Second, say no—firmly and finally. Assert the enormity of the constitutional powers vested in you as governor. Draw a bright line. There is no halfway house. No monkeying around. No enye ndi ebea, enye ndi ebea. Politics abhors ambiguity; bullies feast on it.
Governor Fubara’s style—hesitant, conciliatory, half-measured—has invited the very crisis now threatening Rivers State. That criticism stands. But it is not the governor who should be sacrificed on the altar of an unprecedented constitutional atrocity.
What is unfolding in Rivers State is a macabre dance of shame that, if consummated, would wound Nigeria’s democracy far deeper than it would wound any individual officeholder. The reported scheme—impeach the governor and deputy, swear in the Speaker as governor, elevate the deputy speaker to speaker for a few days, then install him as deputy governor—is not politics. It is a constitutional abomination.

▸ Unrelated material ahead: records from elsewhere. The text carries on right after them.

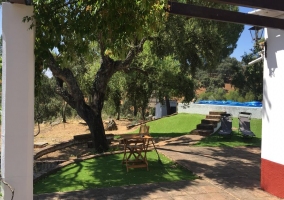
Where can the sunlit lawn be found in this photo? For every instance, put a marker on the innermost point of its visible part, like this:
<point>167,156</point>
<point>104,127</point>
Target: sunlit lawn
<point>108,171</point>
<point>174,126</point>
<point>237,139</point>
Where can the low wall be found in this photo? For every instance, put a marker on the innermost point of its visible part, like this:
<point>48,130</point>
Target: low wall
<point>205,108</point>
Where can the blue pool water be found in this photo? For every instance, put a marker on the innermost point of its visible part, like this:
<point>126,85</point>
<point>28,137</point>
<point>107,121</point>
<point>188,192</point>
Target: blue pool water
<point>231,103</point>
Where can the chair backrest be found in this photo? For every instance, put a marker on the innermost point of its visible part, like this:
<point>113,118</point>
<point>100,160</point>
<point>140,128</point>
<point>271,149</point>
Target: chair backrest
<point>144,129</point>
<point>244,123</point>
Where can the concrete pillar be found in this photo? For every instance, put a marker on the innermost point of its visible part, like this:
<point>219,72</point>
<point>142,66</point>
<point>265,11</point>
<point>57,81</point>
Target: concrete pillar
<point>17,102</point>
<point>272,148</point>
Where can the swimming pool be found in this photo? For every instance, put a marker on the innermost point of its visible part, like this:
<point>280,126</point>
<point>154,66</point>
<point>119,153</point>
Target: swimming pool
<point>231,103</point>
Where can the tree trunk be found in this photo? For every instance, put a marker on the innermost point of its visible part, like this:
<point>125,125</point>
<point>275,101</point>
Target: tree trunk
<point>95,124</point>
<point>64,112</point>
<point>168,105</point>
<point>135,110</point>
<point>118,115</point>
<point>75,98</point>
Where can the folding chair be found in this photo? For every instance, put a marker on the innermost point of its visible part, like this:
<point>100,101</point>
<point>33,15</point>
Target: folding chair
<point>244,124</point>
<point>226,125</point>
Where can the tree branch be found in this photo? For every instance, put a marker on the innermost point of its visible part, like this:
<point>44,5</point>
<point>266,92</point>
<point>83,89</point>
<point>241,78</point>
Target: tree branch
<point>131,54</point>
<point>74,93</point>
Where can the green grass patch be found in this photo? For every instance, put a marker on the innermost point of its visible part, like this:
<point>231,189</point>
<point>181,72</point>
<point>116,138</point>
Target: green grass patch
<point>108,171</point>
<point>174,126</point>
<point>237,139</point>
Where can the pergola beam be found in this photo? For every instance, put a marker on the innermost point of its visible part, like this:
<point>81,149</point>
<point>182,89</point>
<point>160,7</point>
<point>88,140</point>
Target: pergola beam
<point>262,4</point>
<point>224,15</point>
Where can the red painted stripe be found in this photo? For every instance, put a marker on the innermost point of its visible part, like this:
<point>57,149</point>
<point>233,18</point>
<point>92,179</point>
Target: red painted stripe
<point>272,177</point>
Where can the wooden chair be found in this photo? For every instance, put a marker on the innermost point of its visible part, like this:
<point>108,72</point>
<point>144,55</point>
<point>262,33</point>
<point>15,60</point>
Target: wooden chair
<point>144,130</point>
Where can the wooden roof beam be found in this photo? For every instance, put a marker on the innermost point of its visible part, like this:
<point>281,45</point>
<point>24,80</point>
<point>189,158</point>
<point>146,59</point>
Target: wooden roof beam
<point>224,15</point>
<point>261,4</point>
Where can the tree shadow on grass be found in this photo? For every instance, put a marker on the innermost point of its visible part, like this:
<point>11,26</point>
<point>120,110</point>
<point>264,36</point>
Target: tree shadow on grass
<point>108,171</point>
<point>230,167</point>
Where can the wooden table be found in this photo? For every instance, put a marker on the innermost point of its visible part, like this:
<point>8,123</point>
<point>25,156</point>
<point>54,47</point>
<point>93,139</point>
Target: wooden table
<point>135,150</point>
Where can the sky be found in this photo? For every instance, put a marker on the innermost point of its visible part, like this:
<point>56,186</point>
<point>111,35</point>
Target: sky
<point>244,43</point>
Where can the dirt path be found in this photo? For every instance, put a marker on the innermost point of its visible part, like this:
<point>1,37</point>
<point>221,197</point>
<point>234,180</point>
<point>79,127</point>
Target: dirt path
<point>65,132</point>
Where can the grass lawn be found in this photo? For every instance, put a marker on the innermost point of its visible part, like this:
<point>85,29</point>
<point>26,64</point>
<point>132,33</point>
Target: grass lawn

The Rivers State House of Assembly exists to legislate, not to stage-coup an elected executive. The Constitution of the Federal Republic of Nigeria 1999 is unambiguous on how a governor is elected: by the people, through the ballot. There is no backdoor route through legislative musical chairs. None. Never.
To attempt to foist a governor on a state by legislative gymnastics is not merely condemnable—it must be condemned by all who care about democratic order. If such a precedent stands, no governor anywhere in Nigeria is safe from a cabal of ambitious legislators armed with procedural tricks and political godfathers.
This is not about liking Fubara. I do not. This is not about defending weakness. I am not. This is about drawing a red line around democracy itself.
If the Speaker and his collaborators succeed, they will have demonstrated that elections are optional, mandates are provisional, and constitutions are suggestions. That path leads nowhere but to chaos. Those who would treat the legislature as a ladder to executive usurpation are threats to democracy and should never be allowed a seat in any democratic setting again. Recall them. Bar them. Let history remember them for what they attempted—and let the law deal with them accordingly.
Today it is Rivers State. Tomorrow it could be any state. When democracy bleeds, it rarely bleeds alone.